Si tuviéramos una ley electoral justa, si la hubieran cambiado el PP y el PSOE, el debate en Cataluña no existiría y estaríamos pensando en
cómo gobernar nosotros, ha manifestado Inés Arrimadas, de Ciudadanos. Pues sí, ha de coincidirse con ella al menos parcialmente: si el pasado hubiera sido diferente, a saber como sería el presente, o si el independentismo representaría hoy la opción de la mitad de los votantes catalanes, o, incluso, si ella misma podría llegar a ocupar un cargo como Molt Honorable, pero está muy claro que la regla d'Hont, ese mecanismo que se encarga de traducir los votos en escaños es uno más -otro muy importante es la elección de la provincia como circunscripción electoral- de los soportes del sistema bipartidista; hace tiempo que todos los partidos minoritarios a nivel estatal -IU, UPyD, etc.- han padecido esa injusticia, mientras partidos con menos votos pero concentrados en las tres o cuatro provincias de una Comunidad Autónoma -los partidos nacionalistas- se convertían en árbitros que decidían al alternacia entre los dos partidos mayoritarios, PSOE y PP. Esto no es nuevo -evidentemente no nos lo ha descubierto Inés Arrimadas- y, como digo, es algo perfectamente calculado -y defendido- dentro un sistema que busca conseguir mayorías de gobierno basadas no en el acuerdo entre grupos, si no en la imposición del grupo más fuerte, que es la teoría anterior a la que últimamente ha perfeccionado y defiende el PP -y otros, entre ellos Ciudadanos- y que se resume en que el gobierno ha de facilitarse al grupo político que obtenga más votos, a la lista más votada.

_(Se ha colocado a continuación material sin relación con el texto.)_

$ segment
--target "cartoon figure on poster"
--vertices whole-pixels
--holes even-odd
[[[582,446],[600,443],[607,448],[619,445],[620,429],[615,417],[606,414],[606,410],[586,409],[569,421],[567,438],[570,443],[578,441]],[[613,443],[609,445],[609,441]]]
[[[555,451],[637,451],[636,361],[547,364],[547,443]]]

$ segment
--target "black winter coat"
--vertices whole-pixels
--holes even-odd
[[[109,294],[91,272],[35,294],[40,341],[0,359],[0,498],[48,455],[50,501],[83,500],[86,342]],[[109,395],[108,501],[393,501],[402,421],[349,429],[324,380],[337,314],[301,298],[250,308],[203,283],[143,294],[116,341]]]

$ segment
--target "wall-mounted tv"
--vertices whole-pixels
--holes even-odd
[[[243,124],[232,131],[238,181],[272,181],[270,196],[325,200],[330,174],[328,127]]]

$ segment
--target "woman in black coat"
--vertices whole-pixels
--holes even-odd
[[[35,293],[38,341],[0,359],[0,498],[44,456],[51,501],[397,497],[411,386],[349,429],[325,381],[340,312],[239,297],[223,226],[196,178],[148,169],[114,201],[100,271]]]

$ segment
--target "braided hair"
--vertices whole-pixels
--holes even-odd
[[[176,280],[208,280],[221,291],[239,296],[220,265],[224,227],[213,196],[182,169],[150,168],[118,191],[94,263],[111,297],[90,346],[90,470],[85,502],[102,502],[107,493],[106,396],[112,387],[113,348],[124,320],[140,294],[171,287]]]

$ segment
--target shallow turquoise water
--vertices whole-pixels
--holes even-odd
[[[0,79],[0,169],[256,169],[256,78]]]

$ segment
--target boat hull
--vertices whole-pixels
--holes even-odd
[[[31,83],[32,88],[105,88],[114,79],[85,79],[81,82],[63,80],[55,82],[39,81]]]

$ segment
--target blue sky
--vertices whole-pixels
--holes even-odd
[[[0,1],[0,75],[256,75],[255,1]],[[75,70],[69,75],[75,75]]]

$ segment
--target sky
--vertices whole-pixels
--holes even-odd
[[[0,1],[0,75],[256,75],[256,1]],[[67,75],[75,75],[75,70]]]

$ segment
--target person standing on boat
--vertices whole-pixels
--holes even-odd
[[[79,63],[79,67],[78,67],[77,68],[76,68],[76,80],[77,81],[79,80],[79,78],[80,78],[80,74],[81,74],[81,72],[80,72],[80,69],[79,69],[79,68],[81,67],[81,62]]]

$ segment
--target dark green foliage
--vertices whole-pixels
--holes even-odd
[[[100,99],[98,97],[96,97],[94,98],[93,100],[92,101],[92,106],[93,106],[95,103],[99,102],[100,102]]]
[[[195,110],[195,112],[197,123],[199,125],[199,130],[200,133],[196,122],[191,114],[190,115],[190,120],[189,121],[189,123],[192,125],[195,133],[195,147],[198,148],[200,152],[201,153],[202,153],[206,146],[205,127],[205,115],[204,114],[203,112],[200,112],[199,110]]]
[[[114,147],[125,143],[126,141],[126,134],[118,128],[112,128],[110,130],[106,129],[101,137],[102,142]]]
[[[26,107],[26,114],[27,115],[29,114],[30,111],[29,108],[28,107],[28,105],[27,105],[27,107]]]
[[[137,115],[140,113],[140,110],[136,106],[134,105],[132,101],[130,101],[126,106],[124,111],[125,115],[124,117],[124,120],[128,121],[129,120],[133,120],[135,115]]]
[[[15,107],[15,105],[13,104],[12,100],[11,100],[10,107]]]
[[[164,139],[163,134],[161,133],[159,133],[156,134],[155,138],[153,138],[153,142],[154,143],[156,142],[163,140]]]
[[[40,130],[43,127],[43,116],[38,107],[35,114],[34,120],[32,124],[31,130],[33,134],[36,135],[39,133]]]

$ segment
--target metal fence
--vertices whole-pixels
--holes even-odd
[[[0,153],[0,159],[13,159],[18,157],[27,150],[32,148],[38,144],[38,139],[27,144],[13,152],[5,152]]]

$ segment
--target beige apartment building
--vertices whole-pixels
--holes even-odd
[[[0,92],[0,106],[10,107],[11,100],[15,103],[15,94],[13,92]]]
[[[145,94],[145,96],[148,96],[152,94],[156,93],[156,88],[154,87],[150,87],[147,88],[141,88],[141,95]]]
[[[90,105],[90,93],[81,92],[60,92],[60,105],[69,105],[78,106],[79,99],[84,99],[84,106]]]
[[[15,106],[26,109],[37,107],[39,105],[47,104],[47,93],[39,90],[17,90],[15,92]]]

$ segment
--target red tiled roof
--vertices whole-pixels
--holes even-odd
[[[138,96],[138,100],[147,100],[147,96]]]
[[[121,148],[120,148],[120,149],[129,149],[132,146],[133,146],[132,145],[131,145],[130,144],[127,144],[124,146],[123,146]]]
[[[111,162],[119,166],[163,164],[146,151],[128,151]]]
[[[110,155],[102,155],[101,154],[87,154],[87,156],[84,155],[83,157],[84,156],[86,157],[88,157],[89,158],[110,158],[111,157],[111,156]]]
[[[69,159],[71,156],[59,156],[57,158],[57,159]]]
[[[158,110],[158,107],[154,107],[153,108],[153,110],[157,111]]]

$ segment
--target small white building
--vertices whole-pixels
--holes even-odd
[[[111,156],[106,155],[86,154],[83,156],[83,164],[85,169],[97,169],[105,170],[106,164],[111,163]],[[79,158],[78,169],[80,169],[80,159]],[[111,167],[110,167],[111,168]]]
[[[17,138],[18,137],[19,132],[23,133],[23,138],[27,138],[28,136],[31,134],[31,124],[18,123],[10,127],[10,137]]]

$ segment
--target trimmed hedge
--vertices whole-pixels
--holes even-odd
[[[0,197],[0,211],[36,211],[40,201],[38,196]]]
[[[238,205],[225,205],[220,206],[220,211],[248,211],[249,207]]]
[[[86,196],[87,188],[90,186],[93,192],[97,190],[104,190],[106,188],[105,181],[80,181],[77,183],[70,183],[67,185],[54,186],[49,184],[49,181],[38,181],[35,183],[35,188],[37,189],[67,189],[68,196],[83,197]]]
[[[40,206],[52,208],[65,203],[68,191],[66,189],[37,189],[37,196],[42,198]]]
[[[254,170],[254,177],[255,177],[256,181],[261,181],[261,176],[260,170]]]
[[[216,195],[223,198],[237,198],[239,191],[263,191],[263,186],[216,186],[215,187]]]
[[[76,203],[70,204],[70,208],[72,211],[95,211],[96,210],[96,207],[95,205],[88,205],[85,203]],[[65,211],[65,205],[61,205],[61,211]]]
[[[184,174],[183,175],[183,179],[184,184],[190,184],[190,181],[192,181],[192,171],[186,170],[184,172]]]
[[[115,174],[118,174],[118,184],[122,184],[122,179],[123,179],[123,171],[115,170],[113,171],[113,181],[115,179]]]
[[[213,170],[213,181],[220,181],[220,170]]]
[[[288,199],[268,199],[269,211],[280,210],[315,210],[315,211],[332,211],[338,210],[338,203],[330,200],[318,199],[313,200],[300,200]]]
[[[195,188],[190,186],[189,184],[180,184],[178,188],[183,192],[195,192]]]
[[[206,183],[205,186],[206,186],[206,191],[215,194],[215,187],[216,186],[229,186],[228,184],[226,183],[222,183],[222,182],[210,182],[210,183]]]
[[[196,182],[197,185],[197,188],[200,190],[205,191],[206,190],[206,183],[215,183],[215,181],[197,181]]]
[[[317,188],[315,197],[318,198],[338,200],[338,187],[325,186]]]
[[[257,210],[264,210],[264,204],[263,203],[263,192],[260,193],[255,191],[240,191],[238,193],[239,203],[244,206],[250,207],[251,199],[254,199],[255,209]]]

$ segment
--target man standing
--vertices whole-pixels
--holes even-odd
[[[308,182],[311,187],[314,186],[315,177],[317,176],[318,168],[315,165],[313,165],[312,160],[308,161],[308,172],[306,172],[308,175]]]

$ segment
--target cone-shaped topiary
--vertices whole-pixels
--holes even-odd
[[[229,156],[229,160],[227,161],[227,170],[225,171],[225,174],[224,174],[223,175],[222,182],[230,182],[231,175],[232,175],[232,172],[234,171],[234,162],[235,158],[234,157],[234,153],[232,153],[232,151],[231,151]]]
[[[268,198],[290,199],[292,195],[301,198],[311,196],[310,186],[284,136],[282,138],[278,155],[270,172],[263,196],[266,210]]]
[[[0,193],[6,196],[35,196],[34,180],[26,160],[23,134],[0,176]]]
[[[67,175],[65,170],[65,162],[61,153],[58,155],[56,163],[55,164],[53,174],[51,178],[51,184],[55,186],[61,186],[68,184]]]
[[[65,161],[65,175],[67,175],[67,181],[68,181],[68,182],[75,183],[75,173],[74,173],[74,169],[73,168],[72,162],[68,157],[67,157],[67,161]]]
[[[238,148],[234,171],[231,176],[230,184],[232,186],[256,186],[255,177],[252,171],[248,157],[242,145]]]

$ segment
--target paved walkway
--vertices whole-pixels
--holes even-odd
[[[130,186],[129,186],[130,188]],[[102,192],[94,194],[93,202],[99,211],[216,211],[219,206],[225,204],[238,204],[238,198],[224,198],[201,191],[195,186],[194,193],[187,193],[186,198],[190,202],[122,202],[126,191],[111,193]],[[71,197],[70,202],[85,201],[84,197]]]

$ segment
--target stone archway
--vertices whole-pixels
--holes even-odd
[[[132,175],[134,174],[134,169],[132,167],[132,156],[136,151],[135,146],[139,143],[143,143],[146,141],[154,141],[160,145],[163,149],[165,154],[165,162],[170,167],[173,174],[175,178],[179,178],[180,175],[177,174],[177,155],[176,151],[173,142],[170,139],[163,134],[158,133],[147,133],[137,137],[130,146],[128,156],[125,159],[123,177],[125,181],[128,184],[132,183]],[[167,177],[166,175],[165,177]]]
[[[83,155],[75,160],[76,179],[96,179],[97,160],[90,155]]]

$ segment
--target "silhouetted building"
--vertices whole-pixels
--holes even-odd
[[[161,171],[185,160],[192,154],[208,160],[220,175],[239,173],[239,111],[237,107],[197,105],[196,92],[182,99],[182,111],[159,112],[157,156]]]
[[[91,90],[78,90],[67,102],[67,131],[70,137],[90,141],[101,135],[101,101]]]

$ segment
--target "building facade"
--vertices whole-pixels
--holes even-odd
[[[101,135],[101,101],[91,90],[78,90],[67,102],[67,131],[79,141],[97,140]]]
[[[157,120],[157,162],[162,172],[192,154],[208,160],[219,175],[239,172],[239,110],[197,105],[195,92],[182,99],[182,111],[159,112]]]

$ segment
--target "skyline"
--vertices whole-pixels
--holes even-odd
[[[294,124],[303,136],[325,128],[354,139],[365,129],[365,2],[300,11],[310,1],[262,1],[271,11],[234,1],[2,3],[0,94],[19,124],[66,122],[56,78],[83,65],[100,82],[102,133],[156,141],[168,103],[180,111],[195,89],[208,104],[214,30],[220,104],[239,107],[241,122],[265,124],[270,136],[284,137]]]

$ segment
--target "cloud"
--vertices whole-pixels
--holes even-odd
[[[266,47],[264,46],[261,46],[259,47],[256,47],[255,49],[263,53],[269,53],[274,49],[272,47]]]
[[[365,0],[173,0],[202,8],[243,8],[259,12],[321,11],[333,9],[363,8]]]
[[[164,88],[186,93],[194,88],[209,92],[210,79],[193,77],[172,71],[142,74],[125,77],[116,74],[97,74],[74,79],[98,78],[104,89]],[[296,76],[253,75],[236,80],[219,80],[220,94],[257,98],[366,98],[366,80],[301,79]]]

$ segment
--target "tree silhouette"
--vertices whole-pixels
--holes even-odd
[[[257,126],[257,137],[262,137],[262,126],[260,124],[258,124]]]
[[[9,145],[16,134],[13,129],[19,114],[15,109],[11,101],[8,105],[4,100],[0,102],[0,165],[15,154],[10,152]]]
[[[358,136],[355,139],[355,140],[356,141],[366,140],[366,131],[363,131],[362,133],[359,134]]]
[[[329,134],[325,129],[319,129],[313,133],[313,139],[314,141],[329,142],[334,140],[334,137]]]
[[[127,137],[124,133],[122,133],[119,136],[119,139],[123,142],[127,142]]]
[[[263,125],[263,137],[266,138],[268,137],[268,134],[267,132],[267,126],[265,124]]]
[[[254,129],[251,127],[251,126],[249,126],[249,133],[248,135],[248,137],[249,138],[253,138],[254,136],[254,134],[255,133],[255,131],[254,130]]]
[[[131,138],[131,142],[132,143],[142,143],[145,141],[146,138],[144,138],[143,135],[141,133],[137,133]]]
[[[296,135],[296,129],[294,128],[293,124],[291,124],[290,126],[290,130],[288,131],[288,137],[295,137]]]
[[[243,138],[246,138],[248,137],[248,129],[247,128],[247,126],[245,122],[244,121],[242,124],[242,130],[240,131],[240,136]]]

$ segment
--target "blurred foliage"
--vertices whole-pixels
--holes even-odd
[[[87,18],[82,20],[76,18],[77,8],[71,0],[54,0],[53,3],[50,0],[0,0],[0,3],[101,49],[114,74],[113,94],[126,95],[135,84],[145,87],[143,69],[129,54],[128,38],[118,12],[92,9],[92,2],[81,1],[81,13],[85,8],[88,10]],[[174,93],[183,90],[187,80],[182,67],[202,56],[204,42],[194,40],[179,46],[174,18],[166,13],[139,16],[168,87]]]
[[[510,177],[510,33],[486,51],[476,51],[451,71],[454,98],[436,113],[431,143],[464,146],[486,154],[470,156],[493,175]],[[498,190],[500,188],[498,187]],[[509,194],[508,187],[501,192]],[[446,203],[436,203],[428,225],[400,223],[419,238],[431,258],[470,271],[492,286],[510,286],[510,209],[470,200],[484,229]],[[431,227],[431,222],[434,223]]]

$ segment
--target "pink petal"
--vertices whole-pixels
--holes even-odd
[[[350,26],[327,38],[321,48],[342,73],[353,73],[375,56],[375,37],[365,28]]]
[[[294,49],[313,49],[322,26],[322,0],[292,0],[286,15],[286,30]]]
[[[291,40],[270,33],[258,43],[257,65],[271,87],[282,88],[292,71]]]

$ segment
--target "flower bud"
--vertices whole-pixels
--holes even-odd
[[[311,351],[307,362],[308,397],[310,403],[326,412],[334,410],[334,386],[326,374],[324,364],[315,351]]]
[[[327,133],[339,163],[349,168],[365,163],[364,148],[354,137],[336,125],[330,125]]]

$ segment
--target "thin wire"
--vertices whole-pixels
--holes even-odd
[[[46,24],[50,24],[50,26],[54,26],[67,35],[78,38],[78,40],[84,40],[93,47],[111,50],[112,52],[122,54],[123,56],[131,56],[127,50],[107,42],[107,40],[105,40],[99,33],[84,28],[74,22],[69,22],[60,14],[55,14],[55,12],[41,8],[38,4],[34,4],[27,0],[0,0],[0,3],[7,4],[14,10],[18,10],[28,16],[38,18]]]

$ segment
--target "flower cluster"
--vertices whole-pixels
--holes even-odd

Aunque sea evidente, no está de más repetir que ambas teorías o sistemas que defienden cómo cocinar los votos para que gane el que debe ganar, suponen una auténtica perversión del sistema democrático y, sobre todo, un peligro real para la ciudadanía que ha de soportar mayorías absolutas -no hay que mirar muy lejos- que no están sustentadas ni socialmente ni políticamente, obviando radicalmente el acuerdo y el diálogo entre grupos políticos que, con posterioridad a unas elecciones, es el procedimiento evidentemente necesario para lograr un programa de gobierno de mínimos que responda -aún parcialmente- a las aspiraciones de la mayoría de los votantes; es el procedimiento utilizado por las democracias europeas a las que dicen que queremos parecernos.
Claro que hay sistemas más justos para cocinar lo menos posible los votos en su traducción a escaños -alguno tan sencillo como considerar a toda España como circunscripción electoral única- y claro que sería la reforma de la Ley Electoral en éste sentido un buen punto de partida, pero es conventiente recordar que ello no eliminaría nunca la necesidad de diálogo entre los distintos grupos políticos: y si no saben -aduciendo, básicamente, que nuestro temperamento no lo soporta- que aprendan; es su deber si de verdad quieren ejercer la política como demócratas. Ya sé que lo otro parece que se nos dá mejor, pero finalmente es peor para casi todos.